The invention relates to the field of veterinary medicine and can be used for the prevention and treatment of gynecological diseases in cows and sows.

Known anti-inflammatory drug for the prevention and treatment of postpartum complications in cows and other farm animals based on placental tissues. The anti-inflammatory drug is prepared from human placental tissue - the umbilical cord, with the addition of sterile distilled water in the ratio (1: 0.8) - (1: 1.2). / Patent RU 2035910, IPC 6 A 61 K 35/50, publication date of the formula 1995.05.27 /

A known preparation is obtained by separating the liquid component from the placenta by heating in a microwave oven in a special vessel with a perforated bottom, while the liquid component is separated by gravity, and heating is not higher than 60 ° C, and 0.9% is used as the dilution medium for the liquid phase sodium chloride solution. / Patent RU 2138273, IPC 6 A 61 K 35/50, publication date of the formula 1999.09.27 /

The disadvantages of the drugs is that they did not use a specially isolated lipophilic fraction of pork placenta. In addition, the disadvantage of the first drug is the use of an expensive human placenta, which requires a preliminary check for AIDS, hepatitis and other diseases.

The closest analogue is the drug - emulsified denatured placenta, which is made from human placenta.
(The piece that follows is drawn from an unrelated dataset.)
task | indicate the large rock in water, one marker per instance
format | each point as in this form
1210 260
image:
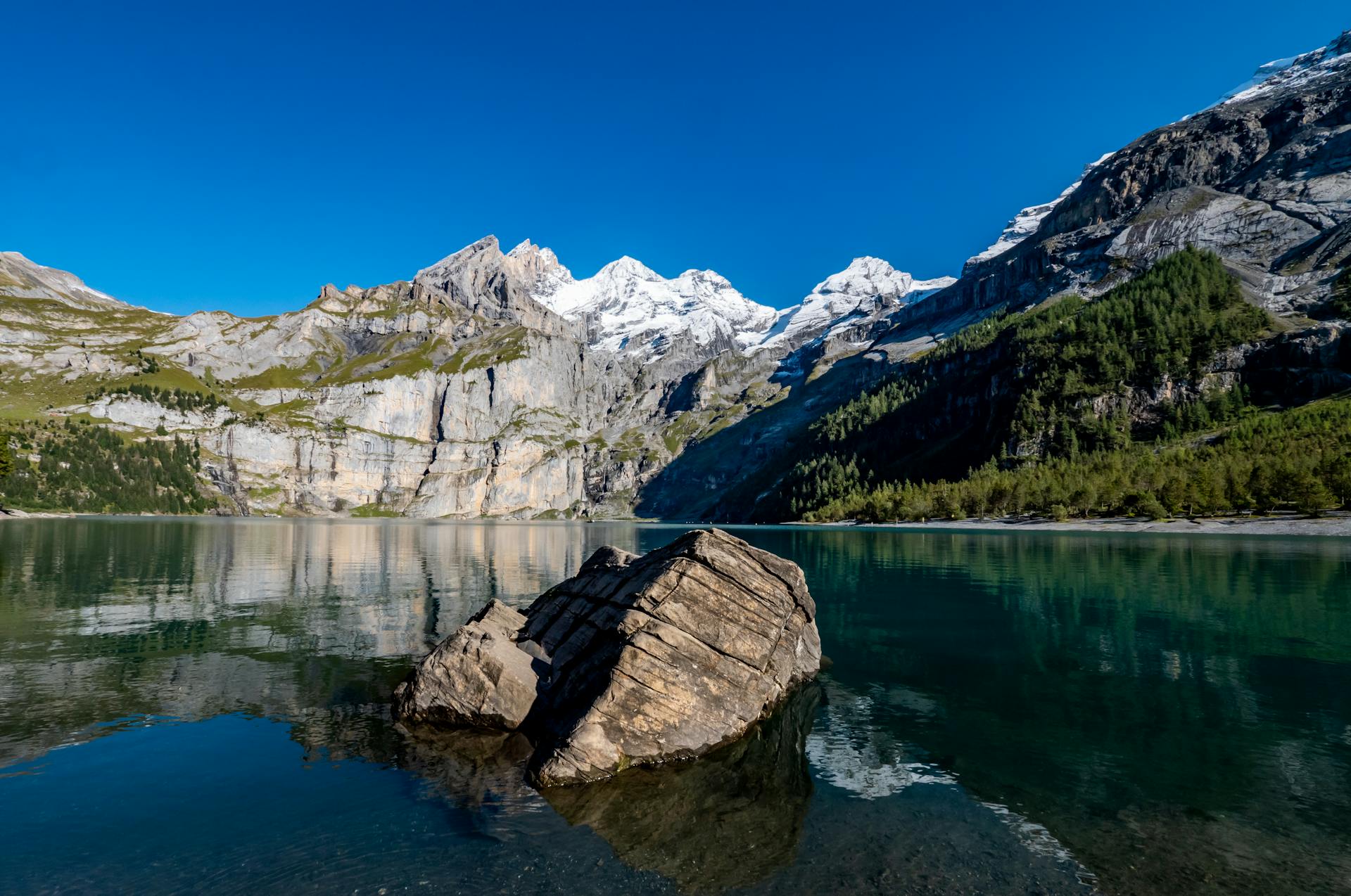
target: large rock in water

The preparation is a sterile emulsion of a white or white with a yellowish tint color, specific smell / I.F. Klenova, N.A. Yaremenko - M .: Selkhozizdat, 2000, - p. 466 /.
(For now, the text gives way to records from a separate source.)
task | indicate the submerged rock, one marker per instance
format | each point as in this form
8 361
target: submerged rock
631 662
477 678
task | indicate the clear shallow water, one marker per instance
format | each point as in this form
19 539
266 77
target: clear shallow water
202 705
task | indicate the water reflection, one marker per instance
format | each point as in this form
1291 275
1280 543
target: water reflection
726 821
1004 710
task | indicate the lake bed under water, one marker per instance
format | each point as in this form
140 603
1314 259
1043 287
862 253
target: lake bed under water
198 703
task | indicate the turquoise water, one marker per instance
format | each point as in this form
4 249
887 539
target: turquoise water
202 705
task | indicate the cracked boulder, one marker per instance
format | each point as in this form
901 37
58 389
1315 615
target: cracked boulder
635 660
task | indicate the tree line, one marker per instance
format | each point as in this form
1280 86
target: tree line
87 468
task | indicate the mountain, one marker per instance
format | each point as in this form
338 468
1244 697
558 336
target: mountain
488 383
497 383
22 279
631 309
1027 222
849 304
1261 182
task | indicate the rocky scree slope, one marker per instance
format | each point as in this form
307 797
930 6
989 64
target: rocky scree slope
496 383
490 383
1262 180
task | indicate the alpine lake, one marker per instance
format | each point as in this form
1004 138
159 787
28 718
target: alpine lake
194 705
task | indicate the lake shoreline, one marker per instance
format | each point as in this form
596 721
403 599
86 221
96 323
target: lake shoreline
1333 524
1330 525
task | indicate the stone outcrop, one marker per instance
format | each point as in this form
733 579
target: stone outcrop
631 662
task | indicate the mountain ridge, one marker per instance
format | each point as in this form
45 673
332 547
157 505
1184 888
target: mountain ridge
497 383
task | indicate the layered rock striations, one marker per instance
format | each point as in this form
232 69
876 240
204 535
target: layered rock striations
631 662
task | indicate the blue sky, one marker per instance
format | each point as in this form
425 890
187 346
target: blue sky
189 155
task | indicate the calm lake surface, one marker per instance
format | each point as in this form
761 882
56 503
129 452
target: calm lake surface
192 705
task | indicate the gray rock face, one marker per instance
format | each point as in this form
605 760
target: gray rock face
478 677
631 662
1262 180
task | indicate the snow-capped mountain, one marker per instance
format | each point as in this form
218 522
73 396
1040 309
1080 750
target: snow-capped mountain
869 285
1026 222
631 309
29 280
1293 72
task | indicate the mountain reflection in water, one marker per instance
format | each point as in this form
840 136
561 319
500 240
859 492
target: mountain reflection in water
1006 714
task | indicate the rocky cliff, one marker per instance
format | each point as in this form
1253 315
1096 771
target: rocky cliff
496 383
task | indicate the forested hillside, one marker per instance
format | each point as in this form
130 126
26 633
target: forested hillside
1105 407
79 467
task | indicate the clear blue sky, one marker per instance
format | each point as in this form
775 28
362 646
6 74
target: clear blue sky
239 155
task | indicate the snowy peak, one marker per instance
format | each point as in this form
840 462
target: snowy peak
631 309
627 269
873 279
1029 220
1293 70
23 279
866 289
Its disadvantages are the use of feedstock - human placenta, resulting in low satisfaction of the needs of veterinary medicine, as well as species incompatibility of protein and polysaccharide components of the drug. The disadvantages of PDE preparations are the low effectiveness of the action, the reason for which is the use of outdated technologies for its production. The methods for obtaining this drug are based on processes:

- denaturation of placental tissues with oxidizing agents

- hydrogen peroxide

These processes are aimed at the destruction of valuable biologically active substances contained in placental tissue.

The technical result of the invention is improving efficiency, expanding the raw material base for obtaining highly active biogenic stimulants in veterinary practice and eliminating species incompatibility.
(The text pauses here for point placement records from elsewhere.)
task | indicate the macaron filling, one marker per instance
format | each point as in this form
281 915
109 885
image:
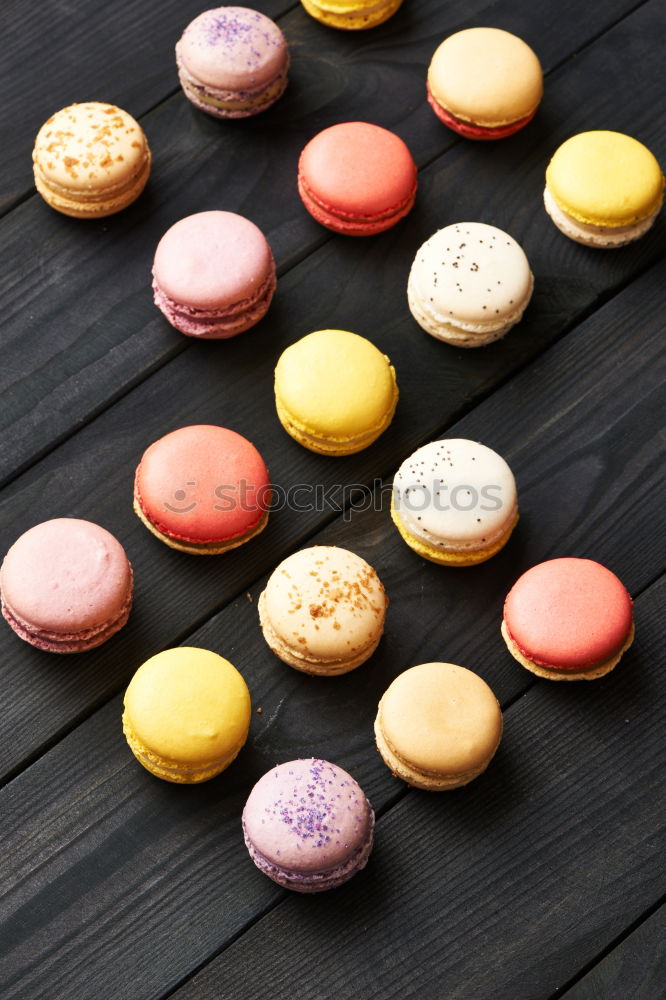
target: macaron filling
308 825
241 102
568 615
173 770
581 665
596 235
469 129
336 443
352 15
67 642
This goal is achieved by the use of a drug consisting of a lipophilic fraction of the placenta of pork and vegetable oil in the following ratio of components wt.%:

Lipophilic fraction of pork placenta - 0.5-1

Vegetable oil - the rest.

The drug is made as follows.

The pork placenta is washed with running water, fragmented and subjected to rapid freezing in pairs of liquid nitrogen to a temperature of -80 ° C - -120 ° C at a speed of 30 degrees per minute.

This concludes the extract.